私「お家の人に内緒で・・・というのは、絶対だめです。勝手に名前書いて、はんこ押しても、名前の本人が納得してなければ困ります。今日は何が何でもダメです。」

HNに住んでいる人の事がいろいろ頭を巡った。
眠れなくてヘルパーさんを呼ぶ人。
トイレに行くのに介助が必要な人。
俳諧してしまう人。
1人の夜勤の方が抱えるお仕事の大きさを思った。
1人しかいない夜勤の方が、身体的な介助を必要とする人のところに
行けなくなる・・・ことも出てくるかもしれない

ヘルパーさんに聞いてみた
「今の状況ではAさんの受入は無理です」と言われた。

私は納得したけれど、
事務のKさんと大家さんは、
「米持さんは薄情だ」と言った。HNが駆け込み寺になれれば、良いのかもしれない。だけれども、どうしても、今、介護を必要としている人、その仕事に携わる人がちゃんと仕事を出来るように・・・それを邪魔しちゃいけないと思った。
なんだか、どうしても、腑に落ちないことがあった。
Aさんをご主人に内緒でHNにお泊めするのが
どなたか1人のお役にでも立てるものなのか・・・・

お話が進むにつれ、娘さんのことが出て来た。「あのこは、なにがあっても私を大切にしてくれます」と言った。

そういう人がいてくれてよかった。と心からほっとした。なんとなくだけれども、だいじょうぶなのではないか・・・と思った。

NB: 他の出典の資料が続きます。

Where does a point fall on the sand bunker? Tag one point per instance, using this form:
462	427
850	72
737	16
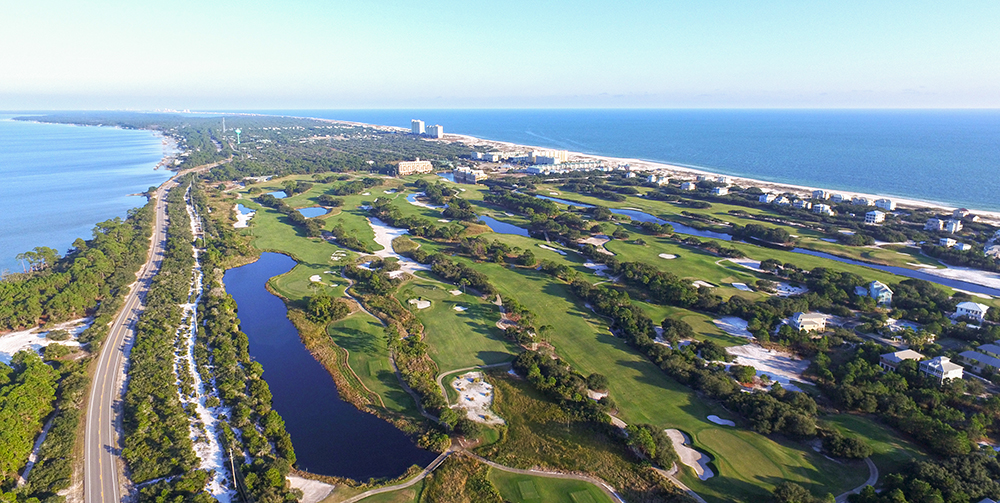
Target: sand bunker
697	460
475	395
733	326
718	420
779	367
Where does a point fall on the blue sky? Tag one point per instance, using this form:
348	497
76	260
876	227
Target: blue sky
413	54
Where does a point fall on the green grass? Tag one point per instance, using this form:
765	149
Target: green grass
457	339
525	488
890	451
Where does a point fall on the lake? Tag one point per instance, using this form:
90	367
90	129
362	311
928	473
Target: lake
331	436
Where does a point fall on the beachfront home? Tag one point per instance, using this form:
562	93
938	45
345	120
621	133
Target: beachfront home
890	361
934	224
973	310
979	362
874	217
809	322
941	368
886	204
823	209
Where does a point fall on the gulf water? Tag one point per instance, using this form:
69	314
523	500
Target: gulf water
946	156
57	181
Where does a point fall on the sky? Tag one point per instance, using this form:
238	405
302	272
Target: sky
328	54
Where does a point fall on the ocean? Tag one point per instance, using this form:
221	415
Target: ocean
946	156
57	181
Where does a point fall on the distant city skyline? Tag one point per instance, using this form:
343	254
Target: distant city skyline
518	54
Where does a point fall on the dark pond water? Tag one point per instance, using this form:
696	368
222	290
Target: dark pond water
502	227
909	273
312	212
331	437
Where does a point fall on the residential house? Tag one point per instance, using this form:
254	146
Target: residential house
941	368
890	361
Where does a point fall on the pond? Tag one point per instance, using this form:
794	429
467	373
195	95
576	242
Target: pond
502	227
909	273
330	436
315	211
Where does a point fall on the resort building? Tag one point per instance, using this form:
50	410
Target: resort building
886	204
979	362
435	131
952	226
941	368
466	175
934	224
823	209
890	361
874	217
973	310
809	322
413	167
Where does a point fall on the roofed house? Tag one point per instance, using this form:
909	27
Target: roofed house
973	310
809	322
941	368
890	361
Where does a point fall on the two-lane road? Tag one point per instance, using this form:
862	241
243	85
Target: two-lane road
102	468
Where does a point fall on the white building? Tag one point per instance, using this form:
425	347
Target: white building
874	217
435	131
891	361
823	209
941	368
973	310
886	204
809	322
934	224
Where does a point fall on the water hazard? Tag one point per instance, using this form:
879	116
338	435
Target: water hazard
331	437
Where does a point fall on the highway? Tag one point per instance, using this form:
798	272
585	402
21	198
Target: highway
103	468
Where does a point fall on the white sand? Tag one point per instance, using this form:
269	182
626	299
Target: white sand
697	460
545	247
475	395
718	420
780	367
35	339
733	326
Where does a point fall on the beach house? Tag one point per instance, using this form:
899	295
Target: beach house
941	368
973	310
809	322
890	361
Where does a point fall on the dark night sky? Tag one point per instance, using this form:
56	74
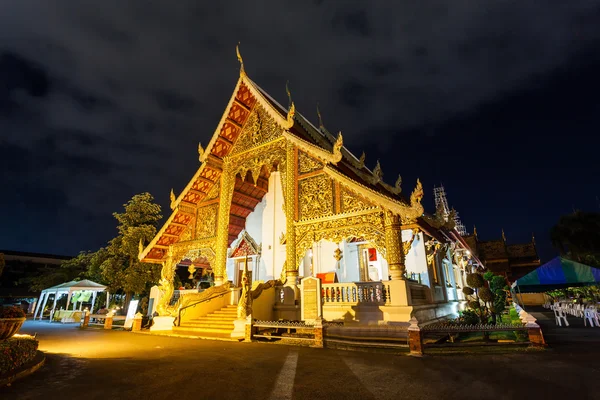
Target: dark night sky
497	100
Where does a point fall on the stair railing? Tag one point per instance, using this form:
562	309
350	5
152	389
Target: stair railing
178	322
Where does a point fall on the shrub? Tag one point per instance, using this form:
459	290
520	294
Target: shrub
486	294
475	280
11	312
474	305
15	352
469	317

私は薄情かもしれないけれど・・・・Aさんには交番の電話番号を渡した。私にはそんなことしかできなかった。

なんだ・・・このモヤモヤ

4 Comments

  1. yumi より:

    Aさんは、話を聞いてくれるところが欲しかった。何についても同情は良い結果をうまない。何でもいいですよ という訳にはいかない。そういう断片的な事はよくわかる。
    でも実際、だからそういう隙間からこぼれ落ちて、どうしようもなくなっていく事もたくさんある。
    もっと横に手をつなげないのだろうか。
    いろんな人が、横のつながりを持っていれば、もっとたくさんの事が可能になる。
    これはどこにいても思う事だ。

    社会は専門とか分担とかばかりで、手をつなぐ事をむしろ避けてきた。でも結局人が人を救うのだから、そのときそのときで、悩んでもやもやして、わからずじまいで、そうあったとしても、次はもうちょっと違う自分でいたいと願う。これは自分自身に思う事。

  2. tae より:

    「もっと横に手をつなげないのだろうか。」

    実は、ずーっと気になって仕方なくて、昨日朝、起きぬけに、弟夫婦に会いに行ってきました。

    二人とも病院勤めで、地域柄入院患者さんは高齢者ばかり。
    せっかく退院が決まっても、家庭のDVが予想される事例をたくさん見てきています。

    ●ある事例に関して、ドクターの見解はこうで、看護師の目が行きとどかない部分は、福祉士から話しを聴いて、OTの見解はこうで、最終的にそういうことを全部ふまえて、家族とソーシャルワーカーがお話して、こうすることにした。弟夫婦にとっては、当たり前の日常なのですが、私は、患者さん1人に対して、こんなにもたくさんの人が一同に関わっているんだ・・・・。と、改めて思いました。

    いろんな話しの中で、答えを言ってくれるわけではないのですけれど、ちょっと覚悟出来たことがあったので、これからまとめて、明日の朝、中野へ相談に行こうと思います。

    ひとつは、Aさんの娘さんと関われないだろうか。娘さんがキーパーソンとなって下されば、家族に内緒でお泊りすることにならない。体験入居にしても、本入居にしても、自分の時間と場所を確保することができるのではないか・・・・。もうひとつは、介護のK法人が市の事例検討会に出席するときに、このことを話してもらえないだろうか・・・無理のないように、少しずつでいいから、民生委員さんや、行政に関わってもらえるようにならないか・・・・・(私は、吉田の恵まれた環境に慣れてしまっているのか・・・月に一度は民生委員さんがきてくださったり、交番の方も週に一度は寄って下さったり・・)

    先週は、水漏れで天井が落ちたり、いろいろ報告書を書きました。

    Aさんのことがあって、ハッとしたのが、報告書を書いたら終わりみたいになってしまって、本当になんとかしたいことが、そのまま、ほっておかれてしまうこともあること・・・。

  3. tae より:

    いろいろ書き始めて・・・
    ご本人がどうされたいか・・・・

  4. kin より:

    たくさんの方が関わっている・・・はっとしました。
    Aさん、ご自身、きっとご自分の背景をデッサンされると、いつもは見えなかったこと何か・・・見えてくるかもしれないと・・・思いました。
    私・・・自分のこと、色々な背景をゆっくり見つめられる場所と時間・・・それはやはり外側にではなくて、自分の中にまず見いだせること・・・大切だと思いました。